Jörg F. Wittenberger wrote:
[...]
Am Freitag, den 08.08.2008, 00:12 -0700 schrieb Vincent Manis:
On 2008-Aug-7, at 19:53, John Cowan wrote:
1) Run it in a separate process, which you can kill without damaging
yourself.
[...]
But isn't just that run-and-kill (including cleanup) what
thread-terminate! is supposed to to - just internal to the thread
system.
[...]
So if a separate process and asynchronous kill is a valid alternative, I
would say thread-terminate! is equivalent. It might just be cheaper.
Hello,
the striking difference between threads and processes is that processes
don't share data structures. Thus, when you kill a process, the
operating system can simply clean up all resources that belonged to it
and everything is fine. When you kill a thread, you cannot dispose of
data structures that may be accessed by other threads but you cannot,
except for some special cases, ensure that the data structures are still
valid, either. You also break the correct semantics of control
constructs like dynamic-wind, so all kinds of garbage or illegal state
may remain in the program's memory, even if the thread that was killed
was carefully crafted to clean up after itself, simply because the
cleanup actions will never run.
Therefore, in a thread that might potentially be terminated, you cannot
safely access any resources that require cleanup not performed by the
garbage collector, destructively modify any global data structures or
set any global variables. With processes, these problems don't exist.
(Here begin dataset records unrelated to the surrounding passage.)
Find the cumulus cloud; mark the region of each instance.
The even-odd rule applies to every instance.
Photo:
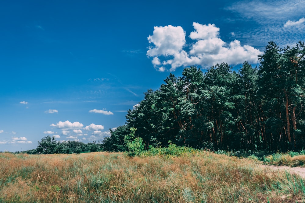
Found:
[[[69,136],[67,137],[67,138],[68,139],[77,139],[77,137],[75,136]]]
[[[31,144],[31,141],[17,141],[17,143],[26,143],[27,144]]]
[[[43,133],[44,134],[54,134],[54,132],[53,131],[45,131]]]
[[[66,135],[70,132],[69,130],[63,130],[62,131],[61,133],[64,135]]]
[[[180,26],[170,25],[162,27],[154,27],[152,35],[147,38],[151,46],[147,51],[147,56],[154,57],[164,55],[172,56],[181,51],[185,44],[185,33]]]
[[[95,130],[92,133],[92,135],[100,135],[102,133],[100,130]]]
[[[102,114],[104,115],[113,115],[113,113],[110,111],[105,111],[103,110],[98,110],[98,109],[93,109],[90,110],[89,111],[90,113],[96,113],[97,114]]]
[[[86,138],[86,140],[92,141],[97,140],[101,140],[106,137],[109,137],[111,135],[110,131],[102,131],[100,130],[95,130],[92,133],[90,137]]]
[[[262,53],[261,51],[249,45],[242,46],[237,40],[225,42],[219,37],[220,29],[215,25],[194,22],[193,26],[195,30],[189,37],[196,41],[188,52],[183,49],[187,45],[186,33],[181,27],[154,27],[153,35],[147,38],[153,45],[149,47],[146,55],[152,58],[152,63],[155,68],[163,72],[168,65],[170,71],[173,71],[178,67],[192,65],[208,68],[222,62],[232,65],[245,61],[258,63],[257,55]]]
[[[87,131],[100,130],[104,129],[104,126],[101,125],[95,125],[92,123],[84,128],[84,129]]]
[[[13,140],[22,140],[23,141],[25,141],[27,140],[27,139],[25,137],[21,137],[20,138],[13,137],[12,138],[12,139]]]
[[[47,114],[54,114],[58,113],[58,111],[56,109],[49,109],[47,111],[45,111],[45,113]]]
[[[284,24],[284,27],[298,27],[305,22],[305,18],[302,18],[298,21],[288,20]]]
[[[132,107],[132,110],[135,110],[139,106],[140,106],[140,104],[138,103],[135,105],[134,105]]]
[[[72,123],[69,121],[66,121],[63,122],[60,121],[56,124],[52,124],[50,125],[52,127],[63,129],[77,129],[81,128],[84,126],[79,122],[76,121]]]
[[[83,131],[81,130],[74,130],[73,132],[76,133],[82,133]]]

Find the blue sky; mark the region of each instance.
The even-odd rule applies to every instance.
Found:
[[[170,73],[257,64],[305,38],[305,1],[14,1],[0,6],[0,151],[102,141]]]

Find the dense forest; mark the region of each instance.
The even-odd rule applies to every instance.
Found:
[[[237,72],[224,63],[204,72],[192,66],[181,77],[170,74],[101,143],[60,142],[48,136],[24,152],[130,152],[169,144],[213,151],[305,149],[304,43],[280,48],[270,42],[258,57],[258,67],[245,61]]]
[[[146,149],[170,141],[213,150],[304,149],[304,43],[282,48],[270,42],[258,57],[259,67],[245,61],[237,72],[224,63],[170,74],[127,111],[126,124],[111,130],[103,149],[125,150],[131,128]]]

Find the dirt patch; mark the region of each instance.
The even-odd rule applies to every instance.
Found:
[[[272,170],[282,170],[288,171],[291,173],[295,173],[300,175],[303,178],[305,178],[305,168],[301,167],[291,167],[286,166],[268,166],[261,165],[263,168],[267,168]]]

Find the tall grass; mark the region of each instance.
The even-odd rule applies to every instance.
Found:
[[[303,202],[303,181],[204,151],[134,157],[0,153],[1,202]]]

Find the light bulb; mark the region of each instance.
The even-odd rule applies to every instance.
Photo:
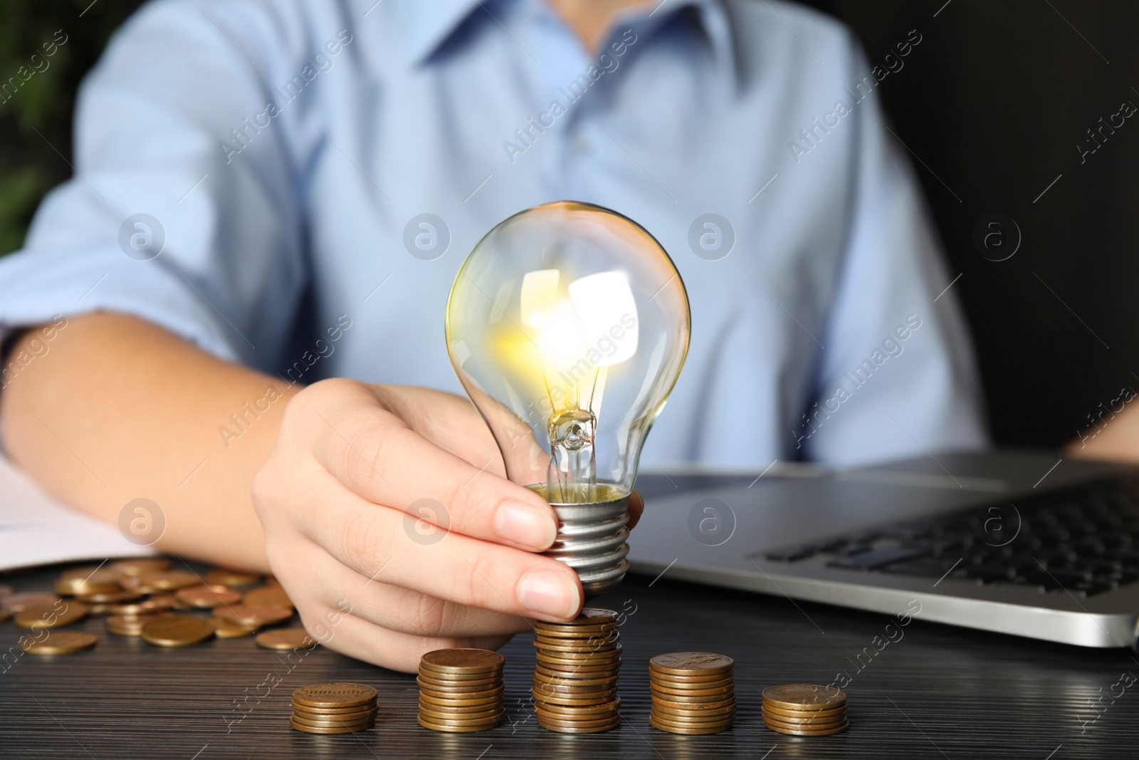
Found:
[[[689,332],[688,295],[661,244],[588,203],[510,216],[454,278],[451,363],[507,477],[557,513],[546,554],[577,572],[588,597],[629,567],[629,495]]]

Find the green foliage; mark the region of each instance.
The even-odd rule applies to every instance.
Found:
[[[140,0],[5,0],[0,255],[23,245],[43,194],[72,175],[75,91],[110,34],[139,5]],[[58,44],[62,39],[66,42]],[[52,55],[47,55],[54,44]]]

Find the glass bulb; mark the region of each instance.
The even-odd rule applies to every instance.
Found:
[[[641,447],[688,352],[688,295],[621,214],[560,201],[510,216],[467,256],[446,304],[451,363],[511,481],[558,513],[547,553],[588,595],[628,567]]]

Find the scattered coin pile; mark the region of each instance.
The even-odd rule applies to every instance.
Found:
[[[489,649],[436,649],[419,660],[419,725],[469,733],[502,720],[502,664]]]
[[[621,722],[617,613],[587,607],[567,623],[534,622],[538,665],[531,695],[538,725],[563,734],[593,734]]]
[[[0,622],[34,631],[50,629],[48,637],[27,636],[19,646],[28,654],[71,654],[95,645],[90,634],[54,629],[77,623],[89,615],[107,615],[107,631],[137,636],[156,646],[190,646],[210,638],[252,636],[293,616],[293,603],[276,579],[215,567],[205,578],[192,571],[170,569],[159,557],[120,559],[97,567],[73,567],[55,581],[55,593],[14,593],[0,587]],[[203,618],[188,612],[211,614]],[[276,629],[256,638],[270,649],[316,646],[303,629]]]
[[[648,662],[648,722],[673,734],[718,734],[736,719],[734,660],[713,652],[672,652]]]
[[[313,684],[293,692],[290,725],[308,734],[354,734],[376,725],[378,692],[363,684]]]
[[[784,684],[763,689],[763,722],[773,732],[827,736],[845,730],[846,695],[834,686]]]

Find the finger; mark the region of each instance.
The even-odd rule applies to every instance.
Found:
[[[465,536],[538,551],[554,544],[557,520],[544,499],[444,451],[369,395],[362,386],[346,386],[331,398],[302,392],[294,399],[301,402],[298,412],[310,399],[318,400],[314,414],[302,417],[309,426],[305,440],[338,481],[368,501],[396,509],[431,499],[445,507],[449,524],[442,526]]]
[[[380,628],[343,610],[314,605],[298,610],[304,629],[321,645],[375,665],[413,673],[419,659],[435,649],[473,647],[497,649],[509,636],[409,636]],[[333,622],[335,621],[335,622]]]
[[[645,497],[640,495],[640,491],[633,490],[629,495],[629,530],[637,528],[637,523],[640,522],[640,516],[645,513]]]
[[[273,570],[298,606],[305,602],[333,606],[346,603],[355,616],[400,634],[437,638],[511,636],[533,630],[518,615],[469,607],[364,578],[303,539],[290,547],[289,561]]]
[[[502,452],[470,400],[411,385],[374,386],[384,406],[441,449],[506,477]]]
[[[523,618],[581,610],[581,581],[557,559],[453,531],[419,533],[410,515],[360,499],[327,473],[303,483],[311,492],[294,498],[319,506],[293,529],[364,578]]]

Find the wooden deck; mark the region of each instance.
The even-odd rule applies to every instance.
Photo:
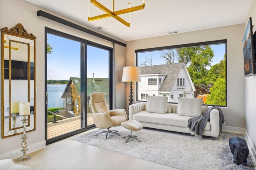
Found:
[[[49,139],[79,129],[81,128],[80,117],[76,116],[47,123],[47,139]],[[94,124],[92,115],[87,117],[87,126]]]

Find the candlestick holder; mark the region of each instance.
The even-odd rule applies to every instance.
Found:
[[[23,152],[23,156],[19,158],[18,159],[18,161],[19,162],[26,161],[31,158],[31,156],[27,156],[26,154],[26,151],[28,150],[28,149],[26,149],[28,146],[27,139],[28,137],[27,137],[27,133],[26,131],[26,127],[27,120],[28,119],[26,118],[26,116],[23,116],[23,119],[22,120],[23,121],[22,123],[23,124],[23,135],[22,135],[22,137],[20,138],[22,139],[23,139],[21,143],[21,146],[23,148],[23,149],[20,150],[21,151]]]
[[[16,117],[16,113],[13,113],[13,116],[12,116],[12,124],[13,124],[13,128],[15,129],[16,128],[16,119],[17,117]],[[17,133],[17,129],[14,129],[13,131],[13,134],[16,134]]]

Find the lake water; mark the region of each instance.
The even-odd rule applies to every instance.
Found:
[[[47,84],[48,109],[63,107],[63,99],[61,97],[66,86],[66,84]]]

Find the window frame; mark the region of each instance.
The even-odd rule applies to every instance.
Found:
[[[45,82],[47,82],[47,34],[50,33],[51,34],[53,34],[56,36],[58,36],[61,37],[62,37],[64,38],[67,38],[72,40],[74,40],[75,41],[80,42],[81,43],[81,49],[82,48],[84,49],[84,51],[83,52],[83,51],[81,51],[81,66],[82,68],[81,69],[81,72],[83,72],[83,74],[81,75],[82,75],[84,76],[85,76],[85,77],[81,77],[81,80],[83,80],[82,81],[82,83],[81,82],[81,84],[83,84],[84,86],[87,87],[87,81],[85,80],[87,78],[87,47],[88,45],[90,45],[91,46],[93,46],[99,49],[103,49],[104,50],[106,50],[108,51],[109,51],[109,61],[108,61],[108,74],[109,74],[109,106],[110,106],[110,110],[112,109],[113,108],[114,106],[114,98],[113,98],[113,92],[114,92],[114,76],[113,77],[113,75],[114,75],[114,64],[113,64],[113,48],[112,47],[110,47],[102,44],[99,44],[97,43],[95,43],[93,41],[90,41],[86,39],[85,39],[84,38],[80,38],[76,36],[74,36],[71,35],[69,33],[64,33],[61,31],[57,31],[55,29],[54,29],[51,28],[50,28],[45,27],[44,27],[44,68],[45,68],[45,76],[44,76],[44,81]],[[82,73],[82,72],[81,72]],[[44,84],[44,88],[45,88],[45,92],[46,91],[46,89],[47,90],[47,84],[45,83]],[[87,88],[84,88],[83,89],[83,92],[85,94],[87,94]],[[87,100],[87,97],[86,97],[86,95],[83,95],[84,96],[82,97],[83,100],[85,101]],[[87,96],[87,95],[86,95]],[[82,97],[81,96],[81,98]],[[45,101],[46,100],[46,96],[45,95],[44,96],[44,100]],[[82,105],[83,104],[84,106],[83,106],[83,112],[84,113],[84,115],[86,115],[86,113],[87,113],[85,112],[86,110],[87,109],[87,104],[86,104],[86,103],[85,104],[82,104],[81,102],[81,107]],[[45,132],[47,131],[47,105],[46,104],[44,105],[44,130]],[[57,141],[59,141],[60,140],[62,140],[68,137],[69,137],[70,136],[76,135],[78,133],[81,133],[84,132],[86,131],[87,130],[90,130],[91,129],[92,129],[94,128],[96,128],[96,126],[94,124],[92,125],[89,126],[87,126],[87,115],[85,117],[82,117],[82,120],[81,121],[81,123],[83,123],[84,125],[84,127],[82,128],[79,129],[75,130],[74,131],[68,133],[66,133],[65,134],[62,135],[60,136],[58,136],[56,137],[55,137],[54,138],[47,139],[47,133],[44,133],[44,138],[46,140],[46,145],[50,144],[52,143],[54,143]]]
[[[149,83],[150,81],[150,83]],[[152,83],[153,83],[153,84],[152,84]],[[148,86],[157,86],[157,78],[148,78]]]
[[[142,100],[148,100],[148,94],[146,94],[146,93],[140,94],[140,98]]]
[[[176,49],[182,48],[188,48],[188,47],[196,47],[196,46],[205,46],[205,45],[217,45],[218,44],[225,44],[225,55],[226,55],[226,59],[225,59],[225,71],[226,71],[226,105],[209,105],[209,104],[203,104],[204,106],[217,106],[219,107],[227,107],[227,99],[228,99],[228,86],[227,84],[227,76],[228,75],[227,72],[227,60],[228,60],[228,55],[227,54],[227,39],[220,39],[219,40],[215,40],[215,41],[205,41],[205,42],[201,42],[198,43],[192,43],[189,44],[181,44],[178,45],[171,45],[168,46],[164,46],[164,47],[157,47],[154,48],[147,48],[147,49],[136,49],[134,51],[134,52],[136,54],[136,65],[137,66],[138,66],[138,53],[144,53],[144,52],[148,52],[150,51],[159,51],[162,50],[167,50],[168,49]],[[138,82],[136,82],[136,101],[137,102],[145,102],[144,101],[141,101],[139,100],[138,95]],[[175,104],[177,104],[177,102],[168,102],[168,103],[172,103]]]

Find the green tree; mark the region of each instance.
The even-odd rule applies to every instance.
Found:
[[[184,63],[195,85],[207,84],[207,67],[214,57],[214,51],[209,46],[194,47],[176,50],[179,62]]]
[[[226,105],[226,78],[219,77],[210,88],[211,94],[207,96],[205,104]]]
[[[48,41],[48,39],[47,39],[47,41]],[[55,47],[51,46],[51,45],[48,42],[46,45],[47,47],[47,54],[51,54],[52,53],[53,53],[53,49]]]
[[[226,55],[219,63],[213,65],[208,72],[207,82],[214,83],[218,77],[226,78]]]

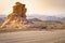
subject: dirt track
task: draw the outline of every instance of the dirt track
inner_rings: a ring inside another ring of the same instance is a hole
[[[65,30],[5,32],[0,43],[65,43]]]

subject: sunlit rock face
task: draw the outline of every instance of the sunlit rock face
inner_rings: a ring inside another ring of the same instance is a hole
[[[5,22],[2,24],[1,27],[22,29],[23,26],[27,24],[26,12],[27,12],[26,5],[16,2],[15,5],[13,6],[13,12],[8,15]]]

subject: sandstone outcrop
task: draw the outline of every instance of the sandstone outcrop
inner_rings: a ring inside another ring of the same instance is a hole
[[[13,6],[13,12],[8,15],[5,22],[2,24],[2,28],[20,28],[26,26],[26,5],[20,2],[16,2]]]

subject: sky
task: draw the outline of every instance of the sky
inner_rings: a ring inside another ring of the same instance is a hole
[[[0,0],[0,14],[10,14],[15,2],[26,4],[28,15],[65,14],[65,0]]]

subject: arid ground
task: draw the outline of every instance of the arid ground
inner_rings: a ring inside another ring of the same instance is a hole
[[[65,43],[65,30],[5,32],[0,43]]]

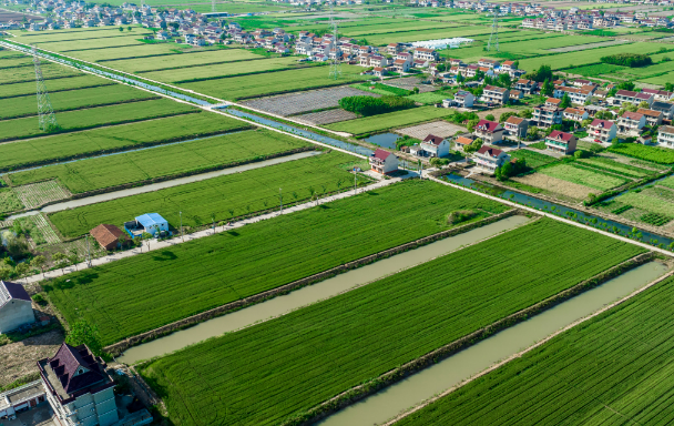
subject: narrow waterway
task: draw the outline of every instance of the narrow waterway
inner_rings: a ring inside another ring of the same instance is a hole
[[[590,226],[594,226],[599,230],[603,231],[615,231],[616,234],[632,237],[633,240],[642,241],[644,243],[653,244],[653,245],[663,245],[663,247],[674,243],[673,239],[670,239],[664,235],[655,234],[644,230],[637,230],[639,233],[635,235],[632,232],[632,227],[630,225],[625,225],[624,223],[611,221],[609,219],[603,219],[601,216],[595,216],[593,214],[584,213],[580,210],[566,207],[562,204],[552,203],[550,201],[537,199],[535,196],[525,195],[517,191],[503,190],[493,185],[490,185],[484,182],[477,182],[469,178],[463,178],[458,174],[448,174],[442,176],[441,179],[452,182],[462,186],[471,187],[473,190],[487,192],[493,196],[500,196],[504,200],[510,200],[513,202],[518,202],[522,205],[529,205],[534,209],[539,209],[547,213],[553,213],[559,216],[570,217],[580,223],[585,223]],[[573,216],[575,215],[575,216]],[[615,230],[613,230],[615,229]],[[639,236],[641,234],[641,237]]]
[[[432,258],[460,248],[463,245],[472,244],[500,232],[514,229],[528,221],[529,219],[524,216],[506,217],[499,222],[478,227],[463,234],[397,254],[376,263],[339,274],[317,284],[302,287],[289,294],[208,320],[194,327],[134,346],[124,352],[118,361],[131,365],[141,359],[165,355],[206,338],[219,336],[223,333],[234,332],[259,321],[283,315],[302,306],[334,297],[339,293],[377,281],[404,268],[429,262]]]
[[[278,156],[276,159],[270,159],[270,160],[265,160],[265,161],[258,161],[258,162],[255,162],[255,163],[249,163],[249,164],[244,164],[244,165],[237,165],[235,168],[227,168],[227,169],[216,170],[214,172],[202,173],[202,174],[193,174],[191,176],[178,178],[178,179],[174,179],[174,180],[171,180],[171,181],[151,183],[151,184],[144,185],[144,186],[134,186],[134,187],[130,187],[130,189],[126,189],[126,190],[121,190],[121,191],[115,191],[115,192],[108,192],[108,193],[99,194],[99,195],[92,195],[92,196],[88,196],[85,199],[69,200],[69,201],[64,201],[62,203],[47,205],[47,206],[42,207],[41,210],[33,210],[33,211],[30,211],[30,212],[20,213],[20,214],[16,214],[13,216],[9,216],[7,219],[7,221],[12,221],[12,220],[18,219],[18,217],[23,217],[23,216],[30,216],[30,215],[39,214],[40,212],[42,212],[42,213],[60,212],[60,211],[68,210],[68,209],[75,209],[75,207],[81,207],[83,205],[102,203],[104,201],[122,199],[122,197],[125,197],[125,196],[144,194],[144,193],[147,193],[147,192],[155,192],[155,191],[159,191],[159,190],[164,190],[166,187],[180,186],[180,185],[184,185],[184,184],[187,184],[187,183],[193,183],[193,182],[198,182],[198,181],[205,181],[207,179],[213,179],[213,178],[217,178],[217,176],[224,176],[226,174],[242,173],[242,172],[245,172],[245,171],[248,171],[248,170],[262,169],[262,168],[266,168],[266,166],[274,165],[274,164],[287,163],[289,161],[306,159],[306,158],[309,158],[309,156],[315,156],[315,155],[320,155],[320,154],[321,154],[321,151],[299,152],[297,154],[292,154],[292,155],[286,155],[286,156]]]
[[[387,422],[435,395],[531,346],[560,328],[626,296],[663,275],[651,262],[507,328],[440,363],[319,422],[320,426],[371,426]]]

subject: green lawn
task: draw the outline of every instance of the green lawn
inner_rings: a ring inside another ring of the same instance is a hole
[[[8,178],[14,185],[58,179],[70,192],[81,193],[252,161],[307,145],[309,143],[282,133],[251,130],[151,150],[49,165],[12,173]]]
[[[61,114],[57,119],[60,116]],[[30,120],[33,120],[32,125],[37,128],[37,119]],[[185,141],[246,128],[249,128],[249,124],[238,120],[219,114],[197,112],[83,132],[0,143],[0,171],[166,142]]]
[[[396,425],[667,425],[674,278],[579,325]]]
[[[420,106],[410,110],[341,121],[339,123],[327,124],[326,128],[339,132],[364,134],[391,128],[402,128],[405,125],[421,121],[430,121],[440,116],[451,115],[452,113],[453,110],[448,110],[446,108]]]
[[[192,105],[162,98],[85,110],[57,112],[55,118],[62,131],[75,131],[196,111]],[[0,141],[44,135],[48,135],[48,133],[40,130],[37,116],[0,121]]]
[[[312,160],[315,163],[319,158]],[[279,181],[293,182],[286,173],[269,178],[273,168],[277,166],[258,173],[263,174],[261,179],[266,174],[273,186],[263,187],[263,183],[256,186],[264,192],[262,196],[270,206],[278,202]],[[328,183],[335,185],[341,174],[330,173],[334,178]],[[246,174],[251,172],[238,175],[238,182],[246,180]],[[347,178],[350,182],[350,175]],[[299,195],[306,196],[307,186],[302,182],[295,185],[302,192]],[[238,183],[233,190],[236,186]],[[225,194],[242,200],[239,203],[253,204],[255,200],[244,189]],[[262,196],[257,196],[261,201]],[[284,200],[293,201],[289,189],[284,187]],[[401,203],[400,200],[415,202]],[[507,210],[502,204],[439,183],[409,181],[69,274],[68,278],[57,280],[48,286],[48,291],[69,322],[84,316],[98,325],[103,343],[111,344],[447,230],[447,215],[464,209],[483,211],[482,217],[487,212]],[[174,217],[168,222],[173,224]],[[143,283],[142,297],[137,293],[139,280]],[[109,315],[111,312],[114,315]]]
[[[543,219],[141,372],[176,425],[277,425],[641,252]]]

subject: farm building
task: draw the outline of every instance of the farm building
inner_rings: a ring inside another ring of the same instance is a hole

2) Use a modified version of "eval" to execute it that counts ticks.
Valid, but I'm unsure that I can do that.
[...]
If your thread runs in a loop anyway, shouldn't it be possible to check
a termination request flag every time a new iteration is about to commence?
If this modified "eval" needs to interact with compiled code we are
exactly back where we are: tell the tread system to change the
continuation of the victim thread to something to inform it about
asynchronous reasons.
[...]
If I understand its behaviour correctly, that is not what
thread-terminate! does. thread-terminate! just stops the thread if it's
running and removes it from the scheduling system. Changing the current
continuation of the thread or injecting an exception condition into the
thread would mean the thread would have a chance to run at least
dynamic-wind exit hooks, but using thread-terminate! prevents the thread
from executing any further instructions.